Discover the roots of present-day Cape Town by travelling a little inland from the West Coast to a picturesque piece of South African history, known as Riebeek Valley in the Western Cape.
Riebeek Valley consists of a series of towns that were built after the discovery of the valley by early Dutch explorers in 1661. Riebeek Valley and it’s surrounding towns were named after the then commander Jan van Riebeeck. The town itself was later inhabited by Dutch settlers in the early 1800s and a small administrative district with its own church and paster was established in 1858 as part of the Dutch Reformed Church.
Another interesting historical fact is that Riebeek Wes was home to two South African Prime Ministers, General Jan Christiaan Smuts and Daniel François Malan. One can still visit the house General Smuts grew up in, which is preserved as a national monument while the farm Malan grew up on has become a renowned wine estate complete with restaurant, known as Allesverloren.
Dr. DF and Mrs. Maria Malan with General. Jan Smuts.
Now that you know some of the histories of this picturesque town, it’s time to delve into its cultural highlights.
Also known as Riebeek Valley, Riebeek Wes is prized for its natural beauty and is home to several artists who gain inspiration from the rolling hills and valley sunsets. This is also perhaps what makes it a popular spot for retirement. The town also has a strong farming heritage with wheat, wine and olive farms aplenty and is home to the popular Olive Festival held every year in May.
What really makes this town a tourist attraction are the river estuaries running through from the Berg River which bring a host of fun activities like the Berg River Canoe Marathon taking place annually in July.
Another noteworthy attraction is certainly the markets and thriving arts and crafts scene. Among others is the Short Street Market and the newly renamed Village Market (previously the Funky Fresh Market). Both markets boast fresh produce, home-baked goodies, preserves, cheeses and locally produced meats. Champagne and oysters are also on offer as is an impressive selection of indigenous wines which you can enjoy while listening to a few tunes from the Village Steel band.

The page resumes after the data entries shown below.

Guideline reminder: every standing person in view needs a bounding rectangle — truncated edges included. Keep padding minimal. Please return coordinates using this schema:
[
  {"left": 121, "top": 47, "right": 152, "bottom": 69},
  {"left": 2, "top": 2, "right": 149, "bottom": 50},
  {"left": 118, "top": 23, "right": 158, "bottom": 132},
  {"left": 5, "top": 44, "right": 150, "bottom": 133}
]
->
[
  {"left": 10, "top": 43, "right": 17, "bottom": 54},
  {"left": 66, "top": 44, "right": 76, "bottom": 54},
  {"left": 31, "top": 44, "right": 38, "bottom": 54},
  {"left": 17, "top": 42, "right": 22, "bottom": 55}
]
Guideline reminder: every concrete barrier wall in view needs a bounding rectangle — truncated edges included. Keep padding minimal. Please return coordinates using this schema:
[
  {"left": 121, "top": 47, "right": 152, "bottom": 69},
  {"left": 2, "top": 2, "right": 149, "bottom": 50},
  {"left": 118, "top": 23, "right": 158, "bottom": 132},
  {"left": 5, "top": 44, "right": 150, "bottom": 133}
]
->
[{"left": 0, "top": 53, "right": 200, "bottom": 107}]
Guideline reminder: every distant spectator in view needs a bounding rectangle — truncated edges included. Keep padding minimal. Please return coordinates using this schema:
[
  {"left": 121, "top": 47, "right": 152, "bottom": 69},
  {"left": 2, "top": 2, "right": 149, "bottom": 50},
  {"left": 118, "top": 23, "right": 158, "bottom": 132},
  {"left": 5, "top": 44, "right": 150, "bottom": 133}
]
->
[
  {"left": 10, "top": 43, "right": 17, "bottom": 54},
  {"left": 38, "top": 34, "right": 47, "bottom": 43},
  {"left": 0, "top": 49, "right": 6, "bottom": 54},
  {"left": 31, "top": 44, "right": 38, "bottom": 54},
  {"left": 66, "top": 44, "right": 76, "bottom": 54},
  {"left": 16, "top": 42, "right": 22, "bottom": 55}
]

The Village Market is located on the Kasteelberg Trading Post, Voortrekker Road R311 and takes place on the last Saturday of every month, while the Short Street Market runs from 09h00 to 12h00 on the last Saturday of every month.
A review of the Riebeek Valley wouldn’t be complete if we did not mention the amazing cuisine on offer by all the locally owned restaurants in the area. One such gem is the Old Dalby, a small 20 or so seater establishment within a renovated house, the owners Vielies and Jaco, of which Jaco is also the chef, take pride in every excellently prepared meal. The value for money is also worth mentioning. A tender 300g rump steak with hand cut chips is R95 while the scintillating beef burger with bacon, egg and Shiraz infused caramelized onions and chips is only R85. A trio of homemade ice cream with flavours such as Turkish delight, Amarula and chocolate peanut butter is only R50.
Just 4 kilometres away in Riebeek Kasteel, you’ll find, hidden behind foliage just down Sarel Colliers Street, Mama Cucina, an Italian restaurant that serves delicious pizzas on homemade, wood-fired bases with interesting and delicious topping combinations. For example, the Con Pollo with smoked chicken, Peppadews, Brie cheese and basil mayo was exceptional. Another hidden gem found on the right, down an alleyway next to the Garagista, is The Shake and Bake which offers iced coffee so good it should be bottled and a number of milkshakes and baked nibbles.
In case you're wondering, we visited during a time of load shedding and yet it does not hold the town area back one bit. Every restaurant and shop makes use of either gas or generators to deliver exceptional service despite the prevalent power conditions.